Compare keyword results with and without coordinate masking

Runs keyword_search twice with coordinate splitting: once with mask_nonprose = FALSE and once with mask_nonprose = TRUE. Returns a compact summary for A/B checks.

compare_mask_effect(
  x,
  keyword,
  path = FALSE,
  column_count = c("auto", "1", "2"),
  nonprose_digit_ratio = 0.35,
  nonprose_symbol_ratio = 0.15,
  nonprose_short_token_max = 3,
  ...
)

Arguments

x: Either the text of the pdf read in with the pdftools package or a path for the location of the pdf file.
keyword: The keyword(s) to be used to search in the text. Multiple keywords can be specified with a character vector.
path: An optional path designation for the location of the pdf to be converted to text. The pdftools package is used for this conversion. Must be TRUE for coordinate splitting.
column_count: Expected number of columns for coordinate splitting.
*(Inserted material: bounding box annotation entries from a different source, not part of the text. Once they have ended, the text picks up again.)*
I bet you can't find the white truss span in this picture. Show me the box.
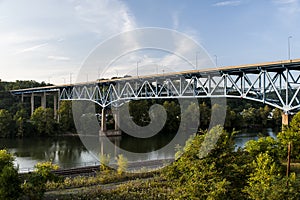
[11,59,300,113]
[56,59,300,112]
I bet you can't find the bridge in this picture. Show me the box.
[11,59,300,130]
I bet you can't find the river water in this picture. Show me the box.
[0,128,277,172]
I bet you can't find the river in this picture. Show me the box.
[0,128,277,172]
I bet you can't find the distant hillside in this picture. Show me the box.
[0,80,51,113]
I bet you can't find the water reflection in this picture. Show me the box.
[0,128,278,170]
[0,137,97,170]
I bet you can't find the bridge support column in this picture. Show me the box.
[114,110,120,131]
[282,113,291,126]
[100,108,107,135]
[30,93,34,115]
[53,94,57,119]
[41,92,47,108]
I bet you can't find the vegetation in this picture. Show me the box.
[0,150,21,200]
[0,81,300,200]
[44,126,300,200]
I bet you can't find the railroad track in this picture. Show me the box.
[20,159,174,177]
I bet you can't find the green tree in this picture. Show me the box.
[244,153,299,200]
[163,126,251,199]
[0,109,14,137]
[0,166,22,200]
[0,150,22,200]
[245,136,280,165]
[117,154,128,175]
[30,107,57,136]
[22,162,59,200]
[14,107,29,137]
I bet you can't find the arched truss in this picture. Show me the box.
[60,62,300,113]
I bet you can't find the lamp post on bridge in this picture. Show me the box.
[136,61,141,77]
[196,51,199,70]
[288,36,293,60]
[214,55,218,67]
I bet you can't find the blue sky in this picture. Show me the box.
[0,0,300,84]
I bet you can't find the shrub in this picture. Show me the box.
[117,154,128,175]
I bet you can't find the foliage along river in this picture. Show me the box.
[0,128,277,172]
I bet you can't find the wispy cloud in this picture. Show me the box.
[213,1,242,7]
[48,56,70,61]
[16,43,48,54]
[172,11,179,29]
[273,0,300,21]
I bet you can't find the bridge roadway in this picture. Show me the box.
[11,59,300,125]
[11,59,300,92]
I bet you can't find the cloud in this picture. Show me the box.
[213,1,242,7]
[0,0,136,82]
[171,11,179,29]
[16,43,48,54]
[273,0,300,23]
[48,56,70,61]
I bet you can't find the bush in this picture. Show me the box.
[117,154,128,175]
[0,165,22,200]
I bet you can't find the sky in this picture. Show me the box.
[0,0,300,84]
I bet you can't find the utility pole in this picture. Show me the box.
[288,36,293,60]
[70,73,72,84]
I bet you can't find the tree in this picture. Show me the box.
[0,109,14,137]
[245,136,280,165]
[30,107,57,136]
[14,107,29,137]
[244,153,299,200]
[117,154,128,175]
[22,162,58,200]
[0,150,21,200]
[0,166,22,200]
[163,126,251,199]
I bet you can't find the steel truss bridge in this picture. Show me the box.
[11,59,300,113]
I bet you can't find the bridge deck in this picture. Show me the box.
[11,59,300,95]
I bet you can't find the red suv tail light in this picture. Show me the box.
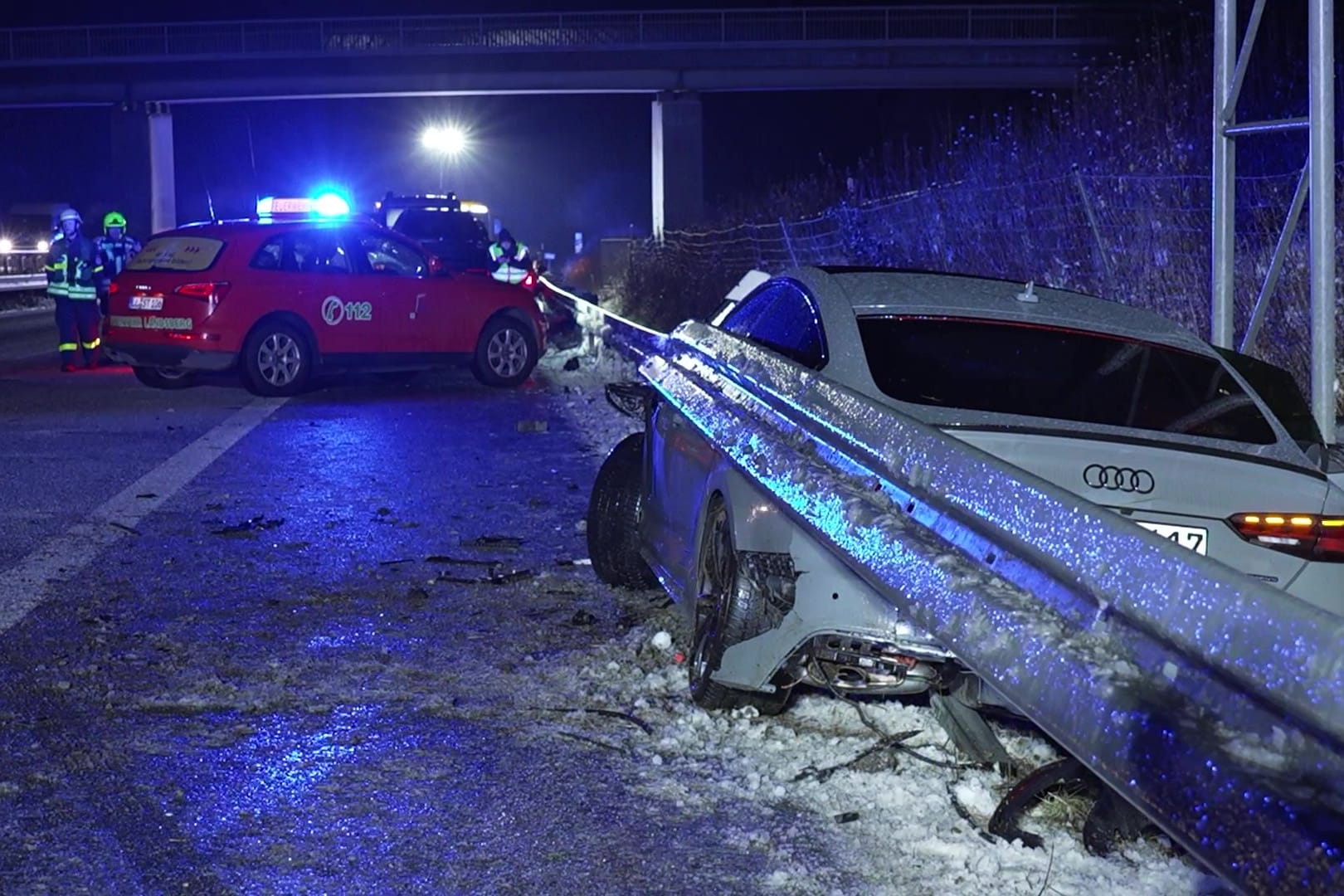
[173,282,228,299]
[173,280,228,317]
[1227,514,1344,562]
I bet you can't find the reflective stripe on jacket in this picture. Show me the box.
[95,235,141,282]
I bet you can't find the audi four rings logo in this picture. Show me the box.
[1083,464,1157,494]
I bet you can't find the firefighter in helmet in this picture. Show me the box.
[46,208,102,373]
[490,227,533,284]
[98,211,141,314]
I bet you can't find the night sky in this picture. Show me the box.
[0,0,1193,256]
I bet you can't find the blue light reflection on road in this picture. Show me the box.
[183,707,387,838]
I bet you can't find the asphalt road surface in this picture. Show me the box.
[0,338,850,894]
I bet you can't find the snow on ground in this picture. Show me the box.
[538,339,1223,896]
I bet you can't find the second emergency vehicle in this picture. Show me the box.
[104,196,546,395]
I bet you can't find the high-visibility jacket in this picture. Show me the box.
[95,234,141,290]
[46,234,102,299]
[490,243,528,284]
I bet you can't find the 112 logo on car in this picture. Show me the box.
[323,295,373,326]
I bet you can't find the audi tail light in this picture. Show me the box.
[1227,514,1344,562]
[173,280,228,317]
[173,282,228,298]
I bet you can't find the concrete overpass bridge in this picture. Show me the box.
[0,2,1141,232]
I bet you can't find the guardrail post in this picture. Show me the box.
[1074,165,1114,283]
[780,217,798,267]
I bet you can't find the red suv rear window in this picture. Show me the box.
[126,236,225,271]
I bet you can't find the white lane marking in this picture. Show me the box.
[0,397,289,633]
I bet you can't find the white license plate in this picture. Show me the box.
[1134,520,1208,555]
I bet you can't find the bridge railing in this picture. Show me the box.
[0,4,1136,66]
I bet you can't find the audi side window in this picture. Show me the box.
[287,227,352,274]
[251,236,285,270]
[723,282,828,371]
[1214,348,1325,447]
[859,317,1275,445]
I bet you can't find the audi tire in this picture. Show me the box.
[242,321,313,397]
[130,367,197,390]
[472,314,536,386]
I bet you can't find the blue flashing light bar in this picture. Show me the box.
[256,192,349,217]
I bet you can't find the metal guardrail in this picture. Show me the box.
[0,274,47,293]
[540,276,1344,894]
[0,2,1140,66]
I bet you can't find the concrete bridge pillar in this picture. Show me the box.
[110,102,178,239]
[653,93,704,239]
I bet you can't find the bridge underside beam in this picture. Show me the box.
[0,54,1077,108]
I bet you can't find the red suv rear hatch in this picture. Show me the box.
[106,234,230,343]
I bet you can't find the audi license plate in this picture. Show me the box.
[1134,520,1208,555]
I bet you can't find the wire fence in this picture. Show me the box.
[621,164,1344,402]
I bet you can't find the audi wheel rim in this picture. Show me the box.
[485,326,528,379]
[691,505,737,684]
[256,334,304,388]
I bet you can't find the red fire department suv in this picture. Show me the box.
[104,199,546,395]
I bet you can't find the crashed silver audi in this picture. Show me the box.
[587,267,1344,730]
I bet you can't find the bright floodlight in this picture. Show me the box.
[421,125,466,156]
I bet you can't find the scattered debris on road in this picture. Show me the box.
[210,514,285,534]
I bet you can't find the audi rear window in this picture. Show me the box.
[859,317,1277,445]
[126,236,225,271]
Options are "auto", "1", or "2".
nonprose_digit_ratio: Numeric threshold for classifying a line as non-prose based on digit character ratio.
nonprose_symbol_ratio: Numeric threshold for classifying a line as non-prose based on math-symbol character ratio.
nonprose_short_token_max: Maximum token count for short symbolic lines to classify as non-prose.
...: Additional arguments passed to keyword_search.

Value

A tibble data frame with one row per mode ("unmasked", "masked") and the number of matches.

Examples

file <- system.file('pdf', '1501.00450.pdf', package = 'pdfsearch')
compare_mask_effect(file, keyword = "error", path = TRUE, column_count = "2")
#> # A tibble: 2 × 2
#>   mode     num_matches
#>   <chr>          <int>
#> 1 unmasked           2
#> 2 masked             2